In the New York Times you can read another long item by Solomon Moore, “In an Uneasy City, Tough Test of Rebuilt Iraq Army,” marking the five-year anniversary of the Iraq War. Bottom Line: The Iraqi army will not be ready to take over anytime soon. I found the following discussion between American and Iraqi […]

In the New York Times you can read another long item by Solomon Moore, “In an Uneasy City, Tough Test of Rebuilt Iraq Army,” marking the five-year anniversary of the Iraq War. Bottom Line: The Iraqi army will not be ready to take over anytime soon. I found the following discussion between American and Iraqi officers quite intriguing:

Then the discussion swerved off course. Far from the crisp bullet-pointed agendas common in American military briefings, the Iraqis, many of them dressed in mismatched camouflage uniforms, spoke over one another with little regard for rank. A din of debates in English and Arabic filled the room.

Colonel Brown, a slight, man with gray hair and a professorial demeanor, tried to direct the conversation in a Socratic fashion.

“What is it that we’re trying to do?” he asked the Iraqi command staff. “What is the end product that you want in this neighborhood?”

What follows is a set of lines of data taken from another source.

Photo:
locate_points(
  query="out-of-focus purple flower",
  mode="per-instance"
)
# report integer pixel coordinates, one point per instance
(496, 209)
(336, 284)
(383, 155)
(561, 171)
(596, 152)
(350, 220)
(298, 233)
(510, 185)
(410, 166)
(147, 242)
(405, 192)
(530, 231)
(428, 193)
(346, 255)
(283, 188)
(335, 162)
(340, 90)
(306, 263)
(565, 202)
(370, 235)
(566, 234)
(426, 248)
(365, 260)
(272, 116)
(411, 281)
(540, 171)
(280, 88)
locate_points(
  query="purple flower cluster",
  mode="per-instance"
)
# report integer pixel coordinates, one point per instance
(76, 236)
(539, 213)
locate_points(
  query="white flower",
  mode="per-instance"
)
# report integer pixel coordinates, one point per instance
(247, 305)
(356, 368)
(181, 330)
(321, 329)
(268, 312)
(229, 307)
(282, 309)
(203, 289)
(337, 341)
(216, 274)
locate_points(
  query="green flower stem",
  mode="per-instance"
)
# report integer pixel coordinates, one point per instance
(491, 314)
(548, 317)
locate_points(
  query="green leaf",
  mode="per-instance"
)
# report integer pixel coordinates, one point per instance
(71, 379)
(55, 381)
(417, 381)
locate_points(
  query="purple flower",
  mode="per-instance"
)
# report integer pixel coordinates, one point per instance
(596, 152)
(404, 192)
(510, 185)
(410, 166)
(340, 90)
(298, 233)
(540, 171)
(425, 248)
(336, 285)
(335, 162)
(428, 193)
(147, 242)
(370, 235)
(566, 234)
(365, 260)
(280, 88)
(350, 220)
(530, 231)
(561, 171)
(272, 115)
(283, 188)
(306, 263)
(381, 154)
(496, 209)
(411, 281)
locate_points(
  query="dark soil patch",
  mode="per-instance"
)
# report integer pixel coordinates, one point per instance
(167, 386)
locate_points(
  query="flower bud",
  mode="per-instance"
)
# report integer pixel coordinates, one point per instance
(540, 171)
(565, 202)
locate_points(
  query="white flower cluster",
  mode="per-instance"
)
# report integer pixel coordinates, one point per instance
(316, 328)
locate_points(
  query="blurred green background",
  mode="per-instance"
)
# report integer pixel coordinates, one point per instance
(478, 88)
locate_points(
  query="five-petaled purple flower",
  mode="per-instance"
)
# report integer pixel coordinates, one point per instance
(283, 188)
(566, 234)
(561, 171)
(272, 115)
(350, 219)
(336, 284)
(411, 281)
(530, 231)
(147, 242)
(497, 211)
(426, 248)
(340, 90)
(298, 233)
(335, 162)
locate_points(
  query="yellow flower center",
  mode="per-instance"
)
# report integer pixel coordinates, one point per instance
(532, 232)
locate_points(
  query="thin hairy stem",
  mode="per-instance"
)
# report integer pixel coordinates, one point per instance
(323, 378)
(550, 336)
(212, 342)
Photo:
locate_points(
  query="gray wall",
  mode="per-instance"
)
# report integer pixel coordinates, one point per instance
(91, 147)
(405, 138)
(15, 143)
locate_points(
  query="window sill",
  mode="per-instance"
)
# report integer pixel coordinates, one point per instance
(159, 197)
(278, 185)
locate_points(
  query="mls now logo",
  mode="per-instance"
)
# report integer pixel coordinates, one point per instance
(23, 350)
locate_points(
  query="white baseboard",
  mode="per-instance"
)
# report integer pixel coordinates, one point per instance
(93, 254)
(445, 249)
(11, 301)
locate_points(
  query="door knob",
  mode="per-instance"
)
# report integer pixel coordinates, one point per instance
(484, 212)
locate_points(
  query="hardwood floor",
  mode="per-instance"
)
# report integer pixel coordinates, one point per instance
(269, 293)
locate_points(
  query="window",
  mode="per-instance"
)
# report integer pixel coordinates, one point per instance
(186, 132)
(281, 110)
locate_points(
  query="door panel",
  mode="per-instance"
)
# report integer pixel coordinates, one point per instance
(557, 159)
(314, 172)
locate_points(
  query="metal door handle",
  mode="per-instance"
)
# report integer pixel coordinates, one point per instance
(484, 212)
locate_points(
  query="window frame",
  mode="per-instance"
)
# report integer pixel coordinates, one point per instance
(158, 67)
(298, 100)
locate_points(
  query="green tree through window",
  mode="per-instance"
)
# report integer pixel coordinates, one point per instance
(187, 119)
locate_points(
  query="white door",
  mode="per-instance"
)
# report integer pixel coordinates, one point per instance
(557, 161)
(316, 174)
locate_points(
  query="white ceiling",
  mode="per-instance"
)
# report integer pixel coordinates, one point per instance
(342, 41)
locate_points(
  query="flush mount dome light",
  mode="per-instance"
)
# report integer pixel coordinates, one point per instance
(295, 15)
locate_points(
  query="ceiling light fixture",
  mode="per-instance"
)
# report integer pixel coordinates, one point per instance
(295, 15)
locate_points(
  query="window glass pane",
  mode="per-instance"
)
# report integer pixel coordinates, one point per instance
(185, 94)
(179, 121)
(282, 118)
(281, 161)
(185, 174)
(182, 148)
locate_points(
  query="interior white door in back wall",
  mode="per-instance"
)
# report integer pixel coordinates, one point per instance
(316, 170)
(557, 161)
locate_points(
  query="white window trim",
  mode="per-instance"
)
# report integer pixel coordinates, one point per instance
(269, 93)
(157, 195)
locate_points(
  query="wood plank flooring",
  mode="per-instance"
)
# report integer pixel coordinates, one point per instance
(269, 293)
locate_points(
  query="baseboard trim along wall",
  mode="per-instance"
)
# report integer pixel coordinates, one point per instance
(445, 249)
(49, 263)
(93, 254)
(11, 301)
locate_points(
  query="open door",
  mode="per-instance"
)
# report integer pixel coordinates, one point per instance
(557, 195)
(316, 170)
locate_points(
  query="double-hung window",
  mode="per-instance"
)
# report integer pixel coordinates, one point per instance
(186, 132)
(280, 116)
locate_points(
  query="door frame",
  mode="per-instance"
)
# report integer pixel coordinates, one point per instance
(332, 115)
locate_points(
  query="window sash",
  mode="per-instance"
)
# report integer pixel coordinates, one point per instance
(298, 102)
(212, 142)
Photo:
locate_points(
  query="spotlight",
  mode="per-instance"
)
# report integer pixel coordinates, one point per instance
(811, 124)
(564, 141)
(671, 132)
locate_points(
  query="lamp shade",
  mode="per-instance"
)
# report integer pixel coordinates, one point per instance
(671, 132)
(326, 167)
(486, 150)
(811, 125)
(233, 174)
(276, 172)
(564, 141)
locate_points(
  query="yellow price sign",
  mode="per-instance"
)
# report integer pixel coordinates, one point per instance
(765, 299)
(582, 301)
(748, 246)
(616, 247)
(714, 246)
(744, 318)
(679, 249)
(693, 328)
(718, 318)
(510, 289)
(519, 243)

General Khazraji suggested that they encircle Somer with a concrete wall.

“Where do you get 12 kilometers worth of barrier material?” asked Colonel Brown, now more incredulous than Socratic.

“It’s not that difficult,” the general replied. “The United States has good money.”

But Colonel Johnson said that the $3 million needed for so much concrete was beyond his battalion’s means. The Americans suggested the general should approach Mosul’s mayor for barrier construction funds. But by then the idea seemed to have lost its allure for General Khazraji.

“This is the best plan to control the terrorists,” he said. “But if we do this plan and divide the city, Mosul is not like Baghdad. People are going to get mad and we might have riots.”

The Iraqi general has apparently not be following the financial news from America and around the world in recent days. American money no good anymore, general.